Economic Model Predictive Control for Wastewater Treatment Processes Based on Global Maximum Error POD-TPWL

To address the challenge of low computational efficiency in nonlinear Economic Model Predictive Control (EMPC) for large-scale systems such as wastewater treatment plants (WWTPs), this paper proposes a Trajectory Piecewise Linearization (TPWL)-based EMPC framework integrated with global maximum error control (GMEC) and Proper Orthogonal Decomposition (POD). The TPWL method constructs a reduced-order model framework, while GMEC iteratively refines the linearization point selection process. A two-stage strategy is employed: first, coarse selection of candidate linearization points along the original nonlinear model’s state trajectory based on Euclidean distance, followed by refinement to determine optimal points that minimize global approximation errors.

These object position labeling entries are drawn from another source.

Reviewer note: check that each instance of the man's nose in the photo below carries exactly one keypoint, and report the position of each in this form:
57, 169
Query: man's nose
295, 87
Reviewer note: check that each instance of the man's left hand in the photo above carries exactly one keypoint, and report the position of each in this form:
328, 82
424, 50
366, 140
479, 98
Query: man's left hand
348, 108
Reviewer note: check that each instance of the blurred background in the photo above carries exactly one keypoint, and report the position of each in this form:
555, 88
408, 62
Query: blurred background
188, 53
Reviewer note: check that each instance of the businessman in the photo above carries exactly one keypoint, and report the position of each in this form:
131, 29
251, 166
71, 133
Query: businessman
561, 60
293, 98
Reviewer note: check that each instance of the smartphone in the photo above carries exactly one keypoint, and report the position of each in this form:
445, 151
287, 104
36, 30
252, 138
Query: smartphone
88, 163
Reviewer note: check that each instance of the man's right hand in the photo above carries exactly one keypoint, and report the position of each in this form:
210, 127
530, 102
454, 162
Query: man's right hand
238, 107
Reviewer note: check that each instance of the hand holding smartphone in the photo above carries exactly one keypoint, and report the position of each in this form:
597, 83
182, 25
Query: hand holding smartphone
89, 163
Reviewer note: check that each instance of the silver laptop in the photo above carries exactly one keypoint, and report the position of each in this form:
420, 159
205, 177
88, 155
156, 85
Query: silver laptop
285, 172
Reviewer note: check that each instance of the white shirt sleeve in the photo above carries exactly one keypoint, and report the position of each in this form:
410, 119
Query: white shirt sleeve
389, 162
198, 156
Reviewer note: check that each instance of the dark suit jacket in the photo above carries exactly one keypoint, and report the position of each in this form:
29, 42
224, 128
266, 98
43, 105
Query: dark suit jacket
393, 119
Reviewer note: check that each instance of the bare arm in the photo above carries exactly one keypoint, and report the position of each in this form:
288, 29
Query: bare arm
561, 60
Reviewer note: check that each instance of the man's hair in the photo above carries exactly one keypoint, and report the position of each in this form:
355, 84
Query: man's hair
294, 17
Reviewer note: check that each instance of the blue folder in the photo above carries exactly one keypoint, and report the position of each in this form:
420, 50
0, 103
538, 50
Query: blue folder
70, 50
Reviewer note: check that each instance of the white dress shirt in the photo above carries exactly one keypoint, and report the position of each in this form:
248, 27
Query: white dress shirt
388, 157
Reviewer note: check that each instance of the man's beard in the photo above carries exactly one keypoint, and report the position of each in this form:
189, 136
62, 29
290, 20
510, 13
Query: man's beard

Simulation results demonstrate that the proposed method reduces computational time by at least 65% under identical weather conditions while maintaining effluent quality and total cost indices within acceptable thresholds. Compared with conventional TPWL-POD approaches, this framework achieves higher model accuracy and superior EMPC control performance. These advancements underscore the method’s potential for real-time implementation in complex industrial systems, balancing computational efficiency with control precision. Additionally, the framework’s modular design enables integration with existing optimization techniques to further reduce computational complexity without compromising effluent quality compliance.